The C.D.C. says that health care workers treating Ebola patients need only wear gloves, a fluid-resistant gown, eye protection and a face mask to prevent becoming infected with the virus. That is a far cry from the head-to-toe “moon suits” doctors, nurses and aides have been seeing on television reports about the outbreak.

Some hospital officials are skeptical of the new advice. “It’s not going to be enough for my health care workers to feel comfortable going into an isolation room,” said Peggy Thompson, the director of infection prevention at Tampa General Hospital.
 
  • #457
http://www.nytimes.com/2014/08/16/health/hospitals-in-the-us-get-ready-for-ebola.html

The C.D.C. says that health care workers treating Ebola patients need only wear gloves, a fluid-resistant gown, eye protection and a face mask to prevent becoming infected with the virus. That is a far cry from the head-to-toe “moon suits” doctors, nurses and aides have been seeing on television reports about the outbreak.

Some hospital officials are skeptical of the new advice. “It’s not going to be enough for my health care workers to feel comfortable going into an isolation room,” said Peggy Thompson, the director of infection prevention at Tampa General Hospital.
What do they do with these protective garments once removed? Gee, it would be hard to get one of the moon suits off without touching the outside. I wonder what the price of one of them costs. They couldn't be reusable.
 
  • #458
I watched ALL of the CDC press conference and there is no indication that Ebola Zaire ( the strain affecting people in W. Africa, and Mr. Duncan and scattered health workers) has or will mutate to become airborne.
It has remained 99.4% stable for over 20 years.
As an aside, and perhaps a teaching guide,aerosolized does not mean the same thing as airborne in a medical setting.
Secretions such as blood or other fluid in the lungs can and do become aerosolized when a person is on a mechanical ventilator and coughs. Or is suctioned and the suctioned airway is cleared with sterile saline. That's why the right kind of masks with the correct usage time limits are important.
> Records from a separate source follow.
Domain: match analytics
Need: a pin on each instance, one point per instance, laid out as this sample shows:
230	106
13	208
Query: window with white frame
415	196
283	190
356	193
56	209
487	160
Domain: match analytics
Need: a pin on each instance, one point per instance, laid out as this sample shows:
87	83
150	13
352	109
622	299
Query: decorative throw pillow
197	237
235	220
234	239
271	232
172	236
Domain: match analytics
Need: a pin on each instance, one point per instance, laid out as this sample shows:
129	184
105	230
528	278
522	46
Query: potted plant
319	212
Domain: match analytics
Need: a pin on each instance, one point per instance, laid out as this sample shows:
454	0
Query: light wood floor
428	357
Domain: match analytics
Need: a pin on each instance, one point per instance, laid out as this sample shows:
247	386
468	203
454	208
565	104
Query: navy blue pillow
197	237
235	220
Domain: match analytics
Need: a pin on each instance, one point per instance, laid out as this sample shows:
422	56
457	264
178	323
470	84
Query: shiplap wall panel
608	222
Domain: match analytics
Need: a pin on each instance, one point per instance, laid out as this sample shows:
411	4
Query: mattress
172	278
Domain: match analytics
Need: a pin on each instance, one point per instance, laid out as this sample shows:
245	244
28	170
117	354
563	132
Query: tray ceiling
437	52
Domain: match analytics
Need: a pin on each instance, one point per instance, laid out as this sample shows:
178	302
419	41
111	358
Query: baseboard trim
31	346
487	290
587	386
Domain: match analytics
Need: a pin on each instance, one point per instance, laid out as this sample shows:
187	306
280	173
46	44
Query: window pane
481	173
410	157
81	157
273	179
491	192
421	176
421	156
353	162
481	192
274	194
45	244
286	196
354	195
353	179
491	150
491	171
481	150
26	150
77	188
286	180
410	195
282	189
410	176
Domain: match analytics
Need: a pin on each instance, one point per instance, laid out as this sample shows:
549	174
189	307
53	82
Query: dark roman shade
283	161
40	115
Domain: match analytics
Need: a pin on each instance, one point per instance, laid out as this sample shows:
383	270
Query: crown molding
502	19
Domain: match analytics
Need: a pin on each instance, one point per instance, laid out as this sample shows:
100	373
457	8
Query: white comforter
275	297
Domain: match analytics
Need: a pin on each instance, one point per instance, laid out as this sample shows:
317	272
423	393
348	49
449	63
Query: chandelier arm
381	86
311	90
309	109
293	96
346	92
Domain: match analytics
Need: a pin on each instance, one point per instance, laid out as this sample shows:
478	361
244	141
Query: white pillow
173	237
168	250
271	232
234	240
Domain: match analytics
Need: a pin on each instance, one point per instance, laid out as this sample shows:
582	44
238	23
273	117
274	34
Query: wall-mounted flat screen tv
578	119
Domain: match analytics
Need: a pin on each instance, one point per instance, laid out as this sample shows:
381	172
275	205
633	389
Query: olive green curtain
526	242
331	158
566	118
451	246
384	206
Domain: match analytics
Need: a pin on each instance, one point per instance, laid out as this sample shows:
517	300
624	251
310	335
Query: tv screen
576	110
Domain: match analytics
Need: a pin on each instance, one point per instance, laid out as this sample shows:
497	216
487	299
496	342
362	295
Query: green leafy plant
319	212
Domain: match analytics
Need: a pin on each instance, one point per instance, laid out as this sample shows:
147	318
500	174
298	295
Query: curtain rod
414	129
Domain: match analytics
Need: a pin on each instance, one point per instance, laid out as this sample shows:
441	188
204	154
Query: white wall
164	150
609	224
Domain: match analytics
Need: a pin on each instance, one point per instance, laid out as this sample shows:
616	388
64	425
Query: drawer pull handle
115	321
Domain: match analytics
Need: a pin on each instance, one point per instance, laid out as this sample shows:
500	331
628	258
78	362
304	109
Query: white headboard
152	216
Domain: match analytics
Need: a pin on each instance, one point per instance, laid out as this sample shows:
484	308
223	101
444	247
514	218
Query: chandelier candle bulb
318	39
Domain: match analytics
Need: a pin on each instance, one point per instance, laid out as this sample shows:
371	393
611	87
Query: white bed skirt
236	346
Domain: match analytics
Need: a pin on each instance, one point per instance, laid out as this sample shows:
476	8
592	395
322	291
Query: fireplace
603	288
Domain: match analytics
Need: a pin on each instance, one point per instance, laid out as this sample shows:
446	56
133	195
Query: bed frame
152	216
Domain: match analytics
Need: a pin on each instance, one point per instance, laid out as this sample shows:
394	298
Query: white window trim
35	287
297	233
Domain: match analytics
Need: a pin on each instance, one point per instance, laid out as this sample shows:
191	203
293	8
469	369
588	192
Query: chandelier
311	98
So MANY things that occur with an infected person's body secretions can be classified as a health care worker or the machinery they are hooked up to causing aerosolization within the Isolated Area and Field.
This is definitely not the same thing as John Doe contracting Ebola and breathing without presence of the signs and symptoms of the disease ( which are respiratory as well as GI and generalized systemic disease later on).
Ebola is NOT spread through the air with normal breathing. It is not a disease transmitted through the respiratory tract of asymptomatic individuals.
 
  • #459
What do they do with these protective garments once removed? Gee, it would be hard to get one of the moon suits off without touching the outside. I wonder what the price of one of them costs. They couldn't be reusable.

If a suspected Ebola patient arrives at her hospital, Ms. Thompson intends to outfit staff members in fluid-resistant jumpsuits with bootees, taped seams and hoods. They cost about $175 per dozen. She has not decided how many to order.
 
  • #460
What do they do with these protective garments once removed? Gee, it would be hard to get one of the moon suits off without touching the outside. I wonder what the price of one of them costs. They couldn't be reusable.

They are burned in special medical incinerators which are constructed for the purpose of disposing of infected or harmful waste.